Muniain trata de proteger el balón. (Monika DEL VALLE / FOKU)

La noche que el Athletic cató su último título copero nació mi primera sobrina, y aquel inenarrable día con el que desde entonces cargamos a la espalda 37 años después como un pesado paso de Semana Santa, culminó con una celebración por todo lo alto en los Otxomaios de Orduña. Casi cuarenta años, que dan lo mismo que 37, escuchando y aferrándonos a las mismas historias, las mismas anécdotas, los mismos abuelos Cebolletas, el mismo gol, el mismo No-Do rojiblanco. Oyendo al aitite Javi Clemente, a Andoni Goikoetxea, a Manu Sarabia, a Endika Guarrotxena… a mi sobrina, con 37 tacos, repetir que ella nació el día que el Athletic ganó… sí, ya lo sabemos, su última Copa. Esa última Copa que nos persigue hasta el desasosiego. Vivimos en una laberíntica magdalena de Proust, su recuerdo nos evoca una y otra a tiempos remotos. Al punto de perseguirnos como una maldición. Y así cada vez que el Athletic acaricia ese trofeo tan suyo, tan cercano y tan lejano a la vez. Hasta anoche.

Anoche era la noche. Noche oscura bajo la, a ratos, torrencial lluvia sevillana. Noche en la que Muniain, el capitán llamado a ese relevo generacional acariciaba el trofeo al saltar al césped liderando a los suyos, un gesto prohibido en el fúbol por una ley no escrita. Premonitorio. Lo cierto es que el navarro apenas destacó en el duelo copero, ni él ni ninguno de sus compañeros. Se cagaron. Literal. Incluso Yeray e Iñigo Martínez, titánicos en la primera mitad para secar los malintencionados centros al área chica de la Real, fueron los protagonistas involuntarios del primer gol donostiarra que cayó como un jarro de agua fría en el equipo y en una afición que a miles de kilómetros esperaba y ansiaba más de los suyos. Mucho más. Pérdida de balón en la salida del vizcaino y penalti sin excusas del guipuzcoano que de paso tuvo en vilo a propios y extraños por mor de un VAR que le perdonó la roja y expulsión. A partir de ahí, una final convertida en correcalles en el primer acto, en un toma y daca sin hacer sangre, se convirtió para los bilbainos en un querer y no poder. Esta vez la épica se quedó también en casa. Y el fútbol.

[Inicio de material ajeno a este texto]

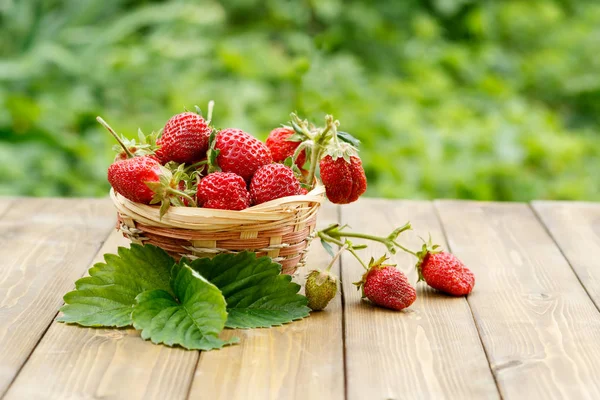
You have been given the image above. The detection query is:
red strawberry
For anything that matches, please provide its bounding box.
[355,256,417,310]
[319,155,367,204]
[250,164,303,204]
[108,156,196,217]
[214,128,273,182]
[266,127,306,168]
[417,239,475,296]
[197,172,250,210]
[108,157,162,204]
[157,112,211,164]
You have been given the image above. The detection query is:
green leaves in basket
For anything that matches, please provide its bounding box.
[132,263,239,350]
[182,252,310,328]
[58,244,175,327]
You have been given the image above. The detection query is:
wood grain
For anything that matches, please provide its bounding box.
[342,199,499,399]
[436,201,600,399]
[190,204,344,400]
[6,231,198,399]
[0,199,115,395]
[532,201,600,309]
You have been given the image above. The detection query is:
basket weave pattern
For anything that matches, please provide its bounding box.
[110,186,324,274]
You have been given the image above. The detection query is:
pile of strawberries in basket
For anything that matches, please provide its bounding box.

Porque las finales del Athletic son eso. Finales que tienen algo de viñetas de Frank Miller. Espartanas. De épica. De bravatas. De Braveheart. De Mikel Rico en manga corta con el termómetro bajo cero. De De Marcos dejándose literalmente los “güevos”. De goles testiculinos, a testarazos, de "guizasolazos". De tipos honestos como Gurpegi. De solos contra el mundo. De último mohicano. Quizá como sostenía alguien hace muchos años, un equipo atormentado que pareciera jugar su propia Liga contra el pasado. O sus propias Copas. Como anoche. Un club, un equipo, un sentimiento obligado a ganar, no solo a estar ahí, o, como se disculpa ahora, pelear con los de “su” Liga. Obligado a tratar de ser lo que fue una vez.

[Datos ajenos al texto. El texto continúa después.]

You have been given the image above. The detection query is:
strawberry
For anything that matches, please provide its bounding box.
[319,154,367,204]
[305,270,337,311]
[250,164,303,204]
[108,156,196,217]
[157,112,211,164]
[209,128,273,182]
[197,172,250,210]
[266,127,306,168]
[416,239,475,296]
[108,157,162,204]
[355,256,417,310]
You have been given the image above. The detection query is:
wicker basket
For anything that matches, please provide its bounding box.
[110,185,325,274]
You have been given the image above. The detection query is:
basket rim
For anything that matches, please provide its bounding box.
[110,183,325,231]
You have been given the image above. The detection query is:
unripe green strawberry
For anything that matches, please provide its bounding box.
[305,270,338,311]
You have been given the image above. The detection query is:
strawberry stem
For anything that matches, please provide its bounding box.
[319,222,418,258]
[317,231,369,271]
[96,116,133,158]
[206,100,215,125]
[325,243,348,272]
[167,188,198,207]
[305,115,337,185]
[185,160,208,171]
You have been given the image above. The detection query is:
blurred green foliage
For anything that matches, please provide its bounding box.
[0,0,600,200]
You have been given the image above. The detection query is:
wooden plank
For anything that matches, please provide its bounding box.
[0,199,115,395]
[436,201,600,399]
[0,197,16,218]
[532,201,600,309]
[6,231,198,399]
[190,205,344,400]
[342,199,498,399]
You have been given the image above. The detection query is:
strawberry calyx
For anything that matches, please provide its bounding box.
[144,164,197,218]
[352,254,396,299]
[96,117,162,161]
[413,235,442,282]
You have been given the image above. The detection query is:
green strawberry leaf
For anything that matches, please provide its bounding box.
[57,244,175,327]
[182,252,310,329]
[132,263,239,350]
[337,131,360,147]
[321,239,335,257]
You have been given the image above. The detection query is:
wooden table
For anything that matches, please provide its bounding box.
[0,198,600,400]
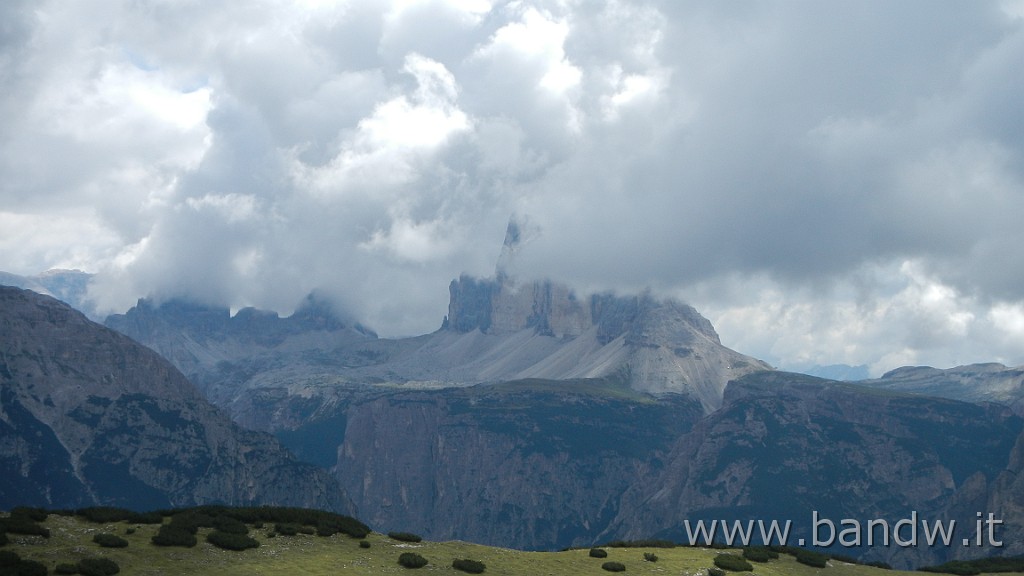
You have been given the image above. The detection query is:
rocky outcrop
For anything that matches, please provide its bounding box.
[605,372,1022,567]
[860,362,1024,415]
[0,287,354,513]
[337,380,700,548]
[442,275,770,412]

Pero no lo fue anoche. Si dentro de dos semanas ante su bestia negra no lo remedian, volveremos a seguir jugando contra nosotros mismos, escuchando de nuevo las mismas historias, las mismas anécdotas, las mismas voces, el mismo gol... Siguiendo sin jubilar de una puñetera vez a Javi Clemente. Y lo peor es que esta vez no hubo excusa de que enfrente había un rival superior, o la final se torció demasiado pronto, o un detalle, el detalle del penalti, del error en la salida, que inclinó el resultado final. Esta vez se perdió, y punto. Porque anoche era la noche. Pero no. No lo fue. Seguiremos hablando del gol de Endika.